I’m already running late this morning but three things from this article.

1. Of course:

After 287(g) began in 2007, the total number of Hispanic defendants arrested for not having a driver’s license more than doubled from the previous year. And according to a January 2008 report from the sheriff’s office, the top overall charge for those in the 287(g) population then was not having a driver’s license. Even as late as July 2010, arrestees flagged by the sheriff’s office for deportation were so disproportionately low-level offenders that the Department of Homeland Security — which oversees ICE — sent an email urging corrective action. Davidson County’s was one of only nine 287(g) programs in the country so far afield of the new standard.

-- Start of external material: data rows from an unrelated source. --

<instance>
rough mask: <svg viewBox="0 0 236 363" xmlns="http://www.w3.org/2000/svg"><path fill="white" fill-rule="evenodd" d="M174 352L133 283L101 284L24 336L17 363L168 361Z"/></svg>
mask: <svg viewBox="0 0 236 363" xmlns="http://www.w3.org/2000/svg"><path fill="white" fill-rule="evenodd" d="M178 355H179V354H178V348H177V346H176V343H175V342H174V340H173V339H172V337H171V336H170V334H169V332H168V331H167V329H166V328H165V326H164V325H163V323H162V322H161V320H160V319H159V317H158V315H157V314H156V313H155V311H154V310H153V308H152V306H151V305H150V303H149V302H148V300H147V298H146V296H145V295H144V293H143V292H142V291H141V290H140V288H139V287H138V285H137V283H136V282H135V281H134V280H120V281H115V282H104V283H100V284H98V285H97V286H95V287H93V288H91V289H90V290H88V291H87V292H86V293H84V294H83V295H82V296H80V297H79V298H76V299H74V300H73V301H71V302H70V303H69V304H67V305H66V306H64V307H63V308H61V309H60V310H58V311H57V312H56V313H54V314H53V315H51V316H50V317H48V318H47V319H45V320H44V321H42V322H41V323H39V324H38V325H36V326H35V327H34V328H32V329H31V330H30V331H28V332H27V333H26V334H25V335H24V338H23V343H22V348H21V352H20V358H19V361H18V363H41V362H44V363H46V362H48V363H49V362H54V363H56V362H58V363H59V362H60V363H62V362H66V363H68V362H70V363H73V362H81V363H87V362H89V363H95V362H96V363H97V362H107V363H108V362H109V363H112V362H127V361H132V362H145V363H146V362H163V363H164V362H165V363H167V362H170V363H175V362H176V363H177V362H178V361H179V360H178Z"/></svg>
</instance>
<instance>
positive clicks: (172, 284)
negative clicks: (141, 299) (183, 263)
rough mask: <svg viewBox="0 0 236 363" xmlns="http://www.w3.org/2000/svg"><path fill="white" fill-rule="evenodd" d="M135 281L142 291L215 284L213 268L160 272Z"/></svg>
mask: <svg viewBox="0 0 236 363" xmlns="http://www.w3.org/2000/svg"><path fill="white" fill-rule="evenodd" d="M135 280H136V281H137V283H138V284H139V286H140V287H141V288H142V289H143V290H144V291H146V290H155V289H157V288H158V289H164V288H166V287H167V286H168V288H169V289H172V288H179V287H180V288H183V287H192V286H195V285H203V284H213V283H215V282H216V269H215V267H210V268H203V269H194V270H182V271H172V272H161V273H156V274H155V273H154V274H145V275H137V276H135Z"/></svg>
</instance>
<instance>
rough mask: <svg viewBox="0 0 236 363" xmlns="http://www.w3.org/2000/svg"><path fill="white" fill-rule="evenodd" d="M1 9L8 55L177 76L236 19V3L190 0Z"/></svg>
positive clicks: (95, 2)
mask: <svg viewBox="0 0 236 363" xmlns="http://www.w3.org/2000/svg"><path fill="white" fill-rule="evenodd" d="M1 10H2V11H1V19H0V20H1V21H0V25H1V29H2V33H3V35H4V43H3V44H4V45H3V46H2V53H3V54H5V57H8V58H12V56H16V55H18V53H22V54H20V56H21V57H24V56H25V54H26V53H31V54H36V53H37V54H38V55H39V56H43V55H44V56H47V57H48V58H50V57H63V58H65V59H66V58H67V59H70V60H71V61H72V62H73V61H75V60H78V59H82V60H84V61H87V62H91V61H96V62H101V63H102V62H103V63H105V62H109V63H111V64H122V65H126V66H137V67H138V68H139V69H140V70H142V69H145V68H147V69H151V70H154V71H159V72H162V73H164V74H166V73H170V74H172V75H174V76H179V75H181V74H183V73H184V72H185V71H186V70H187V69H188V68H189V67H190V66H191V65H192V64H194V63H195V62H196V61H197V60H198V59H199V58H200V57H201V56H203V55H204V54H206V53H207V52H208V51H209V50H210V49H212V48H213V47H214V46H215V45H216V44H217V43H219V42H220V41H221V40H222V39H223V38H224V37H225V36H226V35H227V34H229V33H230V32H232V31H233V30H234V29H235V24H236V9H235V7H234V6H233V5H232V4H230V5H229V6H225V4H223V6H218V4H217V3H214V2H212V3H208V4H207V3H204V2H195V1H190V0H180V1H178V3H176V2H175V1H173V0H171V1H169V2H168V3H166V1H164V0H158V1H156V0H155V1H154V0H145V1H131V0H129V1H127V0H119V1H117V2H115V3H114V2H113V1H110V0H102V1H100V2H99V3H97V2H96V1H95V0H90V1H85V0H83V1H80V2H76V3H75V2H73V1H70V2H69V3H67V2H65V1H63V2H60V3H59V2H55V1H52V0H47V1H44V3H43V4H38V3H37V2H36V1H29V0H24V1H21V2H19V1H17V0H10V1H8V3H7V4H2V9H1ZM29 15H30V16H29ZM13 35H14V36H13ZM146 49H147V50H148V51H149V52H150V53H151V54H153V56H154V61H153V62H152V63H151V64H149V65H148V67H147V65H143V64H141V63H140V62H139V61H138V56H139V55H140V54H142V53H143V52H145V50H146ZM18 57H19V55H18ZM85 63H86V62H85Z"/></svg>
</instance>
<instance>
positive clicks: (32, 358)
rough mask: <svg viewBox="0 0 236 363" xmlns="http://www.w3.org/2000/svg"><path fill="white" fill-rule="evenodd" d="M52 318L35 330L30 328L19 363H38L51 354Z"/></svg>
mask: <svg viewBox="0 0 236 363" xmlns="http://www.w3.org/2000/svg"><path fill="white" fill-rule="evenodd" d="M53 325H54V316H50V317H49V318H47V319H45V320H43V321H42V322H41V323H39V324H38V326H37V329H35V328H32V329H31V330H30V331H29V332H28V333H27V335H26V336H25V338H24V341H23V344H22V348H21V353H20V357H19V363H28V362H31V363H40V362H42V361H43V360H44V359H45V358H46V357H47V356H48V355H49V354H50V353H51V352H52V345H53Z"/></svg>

As I’ve said before, the way 287(g) runs here is set up to provide everyone with cover, but you have to have a really low opinion of the intelligence of police if you think that they don’t know that everyone they run through the system, for whatever reason, is, you know, going to be run through the system.

2. If the police department honestly believes they have good ongoing relationships with the Hispanic community and it’s the people trying to bring to their attention the terrible relationship between the Hispanic community and the police who are “fear-mongering,” then we have some enormous problems in our police department. Let’s hope this is just posturing:

Metro police spokeswoman Kristin Mumford vehemently denies that accusation, accusing Ozment and other advocates who push it of “fear-mongering.” She claims the department maintains a good ongoing relationship with the city’s Hispanic communities. She also cites official police policy, which encourages officers to give citations to those who don’t have a driver’s license when possible.

3. This:

Karla Weikal, spokeswoman for the sheriff’s office, says Gonzalez should’ve had access to either jail phones or, at least, a pay phone in the lobby. She also denies Gonzalez’s allegations that deputies there told her she would never see her family again, and that she’d never get to complete her education because she would be deported.

“Individuals who are incarcerated make many allegations,” Weikal says. “We have no reason to believe these allegations are true.”

When one party has been chastised by the Federal Government for not executing a program according to guidelines, when they’ve been sued by people for incorrectly implementing the program, when they embarrassed the whole city by shacking a woman during childbirth, when whole neighborhoods are terrified of them, and when the other party is a kid who’s never had any problems with the law except for driving a hair too fast, it isn’t the kid with the credibility issue. Let’s not bullshit here.